Oireachtas Joint and Select Committees
Thursday, 1 June 2023
Joint Oireachtas Committee on Housing, Planning and Local Government
General Scheme of the Land Value Sharing and Urban Development Zones Bill 2022: Discussion (Resumed)
Mr. Brian Moran:
I will address Deputy Gould’s question on whether this is a tax and whether it will reduce land value. That all comes back to implementation. Collectively, we all believe that it makes sense that when something is sold, some of that value is captured and goes back into the infrastructure. The problem in this regard is the retrospective element. This is coming in too fast to the extent that many projects and people who banked, brought investors in and got pension funds will, if this comes in the way it is coming right now, be caught by it and all of a sudden have to try to push that cost on retrospectively. If it was brought in for new zoning, that is fine. We buy the land and, therefore, if we are buying less expensively, that cost then goes into the project and nothing changes. However, it will be an issue if it is brought in overnight. It will cause a cliff effect whereby the land market will stop functioning.
If it were done over time, in increments of 5%, 10%, 15% or 20% over a number of years, that would allow the land market, that is, both the owners of land and developers, to adjust and that would allow it to be absorbed in a way that would not cause a lot of friction. In other countries where this has been brought in, for years afterwards there have been legal disputes and valuation disputes. It goes on and on and ties up, in particular, the local authority valuers in years of disputes rather than allowing them to get on with delivery. A phased introduction, without taxing people who have made, in good faith, investments in recent years and who would be stuck with the need to try to capture that money back, would be preferable.

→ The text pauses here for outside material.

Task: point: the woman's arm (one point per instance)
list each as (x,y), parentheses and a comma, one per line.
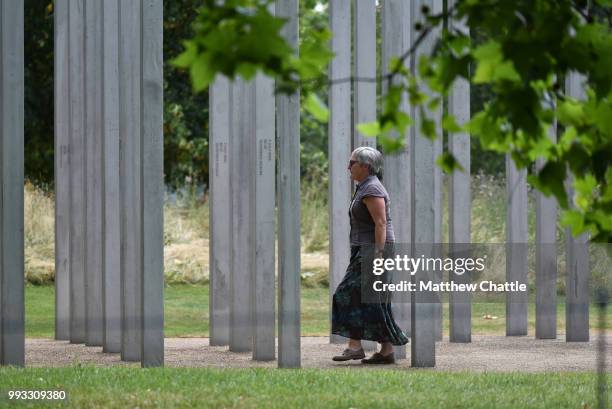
(376,207)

It is about thinking this through and thinking about how the market works, given the behaviour of both landowners and developers such as us who have to buy that land to move it forward. I can think of cases where we might have been in discussion with a landowner about a deal, but those deals have collapsed and the discussions have stopped. The landowners are sitting on the land and we do not know how much we can pay for it because we are not sure where it will end up until there is a finality in the process.